Yay! Looks great!. You won't regret it. So much easier to take care of.
Love your decor, but do keep an eye on it for any kind a paint leaching. Just a safety precaution.
I really love it though.


----------



## TerriGtoo (Jul 2, 2013)

I use PP Cascade 100 on my larger tanks. you might want to try a smaller one as even with the flow turned all the way down it may still be too strong Spec 5. I have some of the Cascade 20's as well for my smaller tanks and they do a good job. Cascade 20's are hard to come by however. My filter of choice for my 3 gallon tanks is the Deep Blue Nano (Biomaxx) filter.




latentimage said:


> After reading your posts, I think removal of the partition is the only way. I am looking at ordering a Penn Plax Cascade 100. Says it's good for up to 20 gallons. Is this a good choice?
> 
> Thanks again!


----------



## latentimage (Jun 29, 2014)

Well, I got the C2 in this morning, and I got it up and running. Rex was fully recovered, so I introduced him back into the tank with it. He loves it! No problems with the water flow, and the tank is sparkling. I am in the process of setting up a 3 way divided 10 gallon for some bettas I'm getting from Thailand, and I'm going to order the same filter for that too. In my opinion, the C2 is very betta friendly and a fantastic price. If anyone is interested in getting one, check Amazon.

Rex still doesn't trust the end of the tank that used to have the partition for the filter. He goes close to it, but just kind of sits there. I can tell he's thinking things just aren't quite right. I've added some plants in that area, and I hope he will eventually try them out and enjoy them. Hopefully soon! Thanks again to everyone for their help! I'm just so happy he's healthy again, and that the changes I made to the tank should prevent future illness. I did the math, and it's been almost 2.5 years since I bought Rex. Hopefully he grows much older!


----------



## mart (Dec 18, 2013)

latentimage said:


> Well, I got the C2 in this morning, and I got it up and running.
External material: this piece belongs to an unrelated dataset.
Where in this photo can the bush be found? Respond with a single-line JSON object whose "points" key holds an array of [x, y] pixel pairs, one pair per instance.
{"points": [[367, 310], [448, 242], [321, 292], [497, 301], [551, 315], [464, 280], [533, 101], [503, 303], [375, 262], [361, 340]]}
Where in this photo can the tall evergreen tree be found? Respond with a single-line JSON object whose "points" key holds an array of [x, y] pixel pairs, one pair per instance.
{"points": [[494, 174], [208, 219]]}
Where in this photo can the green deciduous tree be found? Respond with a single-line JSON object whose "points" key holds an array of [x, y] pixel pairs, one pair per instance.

Rex was fully recovered, so I introduced him back into the tank with it. He loves it! No problems with the water flow, and the tank is sparkling. I am in the process of setting up a 3 way divided 10 gallon for some bettas I'm getting from Thailand, and I'm going to order the same filter for that too. In my opinion, the C2 is very betta friendly and a fantastic price. If anyone is interested in getting one, check Amazon.
> 
> Rex still doesn't trust the end of the tank that used to have the partition for the filter. He goes close to it, but just kind of sits there. I can tell he's thinking things just aren't quite right. I've added some plants in that area, and I hope he will eventually try them out and enjoy them. Hopefully soon! Thanks again to everyone for their help! I'm just so happy he's healthy again, and that the changes I made to the tank should prevent future illness. I did the math, and it's been almost 2.5 years since I bought Rex. Hopefully he grows much older!


Great! I knew you would love the C2.
As far as him not going back in that area. Gideon did that too for a while, and then he did eventually venture back there.
Hope all goes well for you. Glad I could help!


----------